Progression of DLB can be 1-2 years or 10-15, or more, years. No idea why the range is so variable.
Current medications treat symptoms, but none show impact on rate of progression.
Research into Rx to slow progression, delay the onset so person dies before developing symptoms, or prevent DLB, altogether. Dr. Boeve believes medications to slow progression or delay onset will be available in the next 3-5 years. Biggest obstacle to research is lack of clinical trial participants, so get involved, of you can.
“Prodromal DLB” is defined as having early features of DLB
Q&A
Q: Nuplazid?
A: Nuplazid is a new FDA-approved Rx for hallucinations & delusions in Parkinson’s disease. No evidence into the efficacy, safety, tolerability for people w/DLB. Currently, insurances are not covering this, so very expensive.
Q: When is it reasonable to consider discontinuation of cholinesterase inhibitors?
A: No right or wrong way to proceed.
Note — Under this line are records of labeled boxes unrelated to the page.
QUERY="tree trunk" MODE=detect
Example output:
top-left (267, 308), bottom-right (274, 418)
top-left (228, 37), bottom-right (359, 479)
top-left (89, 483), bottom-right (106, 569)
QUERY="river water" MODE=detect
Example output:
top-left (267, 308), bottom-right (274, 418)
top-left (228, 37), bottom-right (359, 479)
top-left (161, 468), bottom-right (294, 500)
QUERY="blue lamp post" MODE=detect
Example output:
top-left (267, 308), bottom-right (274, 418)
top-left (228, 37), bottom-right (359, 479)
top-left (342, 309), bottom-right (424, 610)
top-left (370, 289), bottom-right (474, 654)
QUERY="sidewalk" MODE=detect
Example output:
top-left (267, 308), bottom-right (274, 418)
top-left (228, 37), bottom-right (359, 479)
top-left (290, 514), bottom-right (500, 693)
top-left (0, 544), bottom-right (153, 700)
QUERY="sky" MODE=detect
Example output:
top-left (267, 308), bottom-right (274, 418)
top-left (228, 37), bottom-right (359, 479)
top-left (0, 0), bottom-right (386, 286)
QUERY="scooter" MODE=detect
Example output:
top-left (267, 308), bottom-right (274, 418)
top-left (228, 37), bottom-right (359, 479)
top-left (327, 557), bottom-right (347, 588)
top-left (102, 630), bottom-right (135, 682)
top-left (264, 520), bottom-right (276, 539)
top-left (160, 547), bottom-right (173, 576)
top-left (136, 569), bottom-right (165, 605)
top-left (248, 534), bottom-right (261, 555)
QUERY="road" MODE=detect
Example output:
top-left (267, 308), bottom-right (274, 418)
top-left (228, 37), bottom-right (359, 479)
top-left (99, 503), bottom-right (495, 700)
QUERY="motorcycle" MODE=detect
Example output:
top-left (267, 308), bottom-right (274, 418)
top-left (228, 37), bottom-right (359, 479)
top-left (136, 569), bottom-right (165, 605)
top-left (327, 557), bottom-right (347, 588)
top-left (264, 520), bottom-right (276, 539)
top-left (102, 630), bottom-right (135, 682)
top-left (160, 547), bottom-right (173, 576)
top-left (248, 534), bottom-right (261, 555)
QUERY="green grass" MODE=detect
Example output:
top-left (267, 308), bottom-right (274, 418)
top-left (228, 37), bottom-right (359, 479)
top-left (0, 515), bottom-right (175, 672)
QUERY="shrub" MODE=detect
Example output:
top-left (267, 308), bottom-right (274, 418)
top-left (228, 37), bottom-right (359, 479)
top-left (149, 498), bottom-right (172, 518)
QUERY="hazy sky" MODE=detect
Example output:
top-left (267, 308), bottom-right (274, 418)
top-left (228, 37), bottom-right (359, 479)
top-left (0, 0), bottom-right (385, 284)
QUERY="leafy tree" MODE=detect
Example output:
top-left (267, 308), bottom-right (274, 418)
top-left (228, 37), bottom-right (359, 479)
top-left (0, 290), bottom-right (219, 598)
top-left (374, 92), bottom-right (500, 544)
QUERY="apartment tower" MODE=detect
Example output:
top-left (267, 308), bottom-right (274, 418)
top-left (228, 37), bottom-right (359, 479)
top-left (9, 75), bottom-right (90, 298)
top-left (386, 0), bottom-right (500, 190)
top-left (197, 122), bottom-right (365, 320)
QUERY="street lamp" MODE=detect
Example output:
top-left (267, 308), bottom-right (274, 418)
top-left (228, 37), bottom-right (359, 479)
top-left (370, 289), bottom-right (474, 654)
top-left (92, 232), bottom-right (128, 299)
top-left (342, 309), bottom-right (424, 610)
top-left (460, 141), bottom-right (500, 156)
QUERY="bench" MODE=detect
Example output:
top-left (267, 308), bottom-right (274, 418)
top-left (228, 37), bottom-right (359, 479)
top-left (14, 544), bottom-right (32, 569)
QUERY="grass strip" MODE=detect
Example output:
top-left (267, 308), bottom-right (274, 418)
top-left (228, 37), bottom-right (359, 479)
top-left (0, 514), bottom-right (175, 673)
Most people, in later stages of illness, have no neurons making acetycholine so there is little effectiveness of the medication. Some people have increased cognitive impairment or hallucinations so doctors are inclined to maintain Rx to avoid the few who have negative effect of stopping the medication because there is no ill effects from taking it.
Q: Marijuana?
A: No research because illegal so no FDA approval. Medical marijuana prescription to treat pain in this doctor’s experience was ineffective, but no data pro or con.
Q: Pain management for arthritis, etc. when over the counter isn’t helping?
A: Ask your neurologist for prescription strength non-steroidal anti-inflammatories, other prescription with opioid effects. Use non-opioids first, then SNRIs have some pain modulating properties. Work with your doctor and keep trying!
Q: What’s in the pipeline with regard to monoclonal antibodies?
A: Monoclonal antibodies directed toward mis-folded proteins is a leading area of research for all age-related degeneration diseases. Phase I & II trials currently, but in the next 1-3 years will be in phase III trials. Challenge is that companies working on parkinsonisms find Parkinson’s disease patients easiest to have access to, so not as much research directed to DLB.
Q: Are seizures common? Are they part of DLB? What to do if they happen?
A: Relatively uncommon (less than 10% have one, or more) but disturbing to CGs and injuries can happen. Medications often have cognitive side effects, so if it is an isolated incident your doctor is unlikely to medicate, but if seizures are regular they will prescribe something, depending on the person’s medical history.
Q: Does the prevalence of lewy bodies in the gut help to understand DLB?
A: Current thinking is that alpha synuclein changes begin around the nasal cavity and along the brain stem from nerves coming from the stomach. Could it be a virus, toxin, or something ingested that starts the process of eventual changes in the brain stem. Avoiding this, if they could find what it is, would prevent infection, if the theory is accurate. Currently NO idea what that could even be!
Q: What are the milestones of the stages of DLB?
A: In recent research, MRI scans show if there is not atrophy in the brain, progression could be slower, but predicting course or progression is difficult, if not impossible.
Q: Is loss of speech communication related to muscle control or cognitive degeneration?
A: The cause is probably both. Use speech therapist because there are physical impairments that can be compensated for with training. Motor control could improve with a dopamine agent.